The NBA’s Most Valuable Player award will not be announced until an awards ceremony June 26 on TNT — after the NBA draft, and after the NBA playoffs that will shape the narrative of the award even though voting will have been completed more than two months earlier. Same for Defensive Player of the Year, Coach of the Year, Rookie of the Year and on down the line.
But not the All-NBA Teams, those are coming sooner — because teams want it that way.
The easiest example is the Indiana Pacers: If Paul George makes an All-NBA team they can offer him a designated veteran contract worth roughly $80 million more than any other team. However, if he doesn’t make a team the Pacers need to worry about him leaving as a free agent in 2018, and they may try to trade him. The best time for that trade might be around the draft — Indiana may be able to secure a high pick from a team near the top of the draft in a trade. However, if the Pacers didn’t know if George made an All-NBA team by the draft they wouldn’t make that move.
So the NBA is announcing early, a story broken by Tim Bontemps of the Washington Post.To allow for its teams to have all the necessary information to make offseason preparations, the NBA will announce its all-NBA teams before its inaugural awards show in late June, according to league sources.

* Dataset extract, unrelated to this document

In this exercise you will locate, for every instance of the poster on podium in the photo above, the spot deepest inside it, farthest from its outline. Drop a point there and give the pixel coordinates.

Because of the newly created Designated Player Exception, which relies on players making, among other things, one of the three all-NBA teams to qualify, decisions about whether players — such as Indiana Pacers star Paul George, for example — will be willing to remain with their current team or be open to being traded elsewhere could be based upon whether a player is voted on to one of the teams.Smart move by the NBA. There are also bonuses and other impacts on salaries based on end of season awards that will alter the salary structure of teams heading into free agency.